Car les paroles cachées, non révélées, comme celles que Jésus est censé avoir dites à Thomas et qu'il refuse de transmettre aux autres disciples, font de Thomas un initié qui, de ce fait, s'enferme dans le silence de l'obscurantisme.
Nous pouvions déjà nous interroger en ce sens avec le logion 1 qui nous disait :
« Celui qui trouve le sens de ces paroles ne goûtera pas la mort. »
Mais il nous invitait à chercher, à réfléchir sur des paroles révélées contenues ensuite dans l'ensemble des logia.
Par contre, dans ce logion 13, la position est hermétique : rien ne sera dit !
Les paroles cachées...
La conclusion de ce logion est une source de frustration.

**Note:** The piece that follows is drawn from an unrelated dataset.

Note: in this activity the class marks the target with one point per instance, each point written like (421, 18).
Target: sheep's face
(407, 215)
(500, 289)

On peut certes admettre que le Seigneur se révèle mieux à des disciples qui soient plus aptes à l'entendre, à le comprendre sur certains points, mais ceci fragilise l'Eglise comme collectivité des disciples.
Nous trouvons dans la Bible d'autres exemples de paroles cachées.
Dans l'Ancien Testament, notamment quand Daniel s'entend dire :
« Toi, Daniel, tiens secrètes ces paroles, et scelle le livre jusqu'au temps de la fin. Plusieurs alors le liront, et la connaissance augmentera. » (Daniel 12.4)
Les paroles de ce livre resteront scellées plusieurs siècles jusqu'au jour où :
« Je vis, sur la droite de Celui qui était assis sur le trône, un livre écrit au recto et au verso, scellé de sept sceaux. » (Apocalypse 5.1)
Le Livre de l'Apocalypse va révéler le contenu du Livre de Daniel... cependant d'autres paroles ne le seront pas :
« Scelle au secret ce que les sept tonnerres ont dit et ne l'écris pas ! » (Apocalypse 10.3)
Ces paroles demeurent encore de nos jours revêtues du sceau du secret... comme ce que Paul mentionne en 2 Corinthiens 12.2 & 4 :
« Je connais un homme en Christ qui fut enlevé jusqu'au troisième ciel... Il fut enlevé au paradis et entendit des paroles inexprimables qu'il n'est pas permis à l'homme de répéter. »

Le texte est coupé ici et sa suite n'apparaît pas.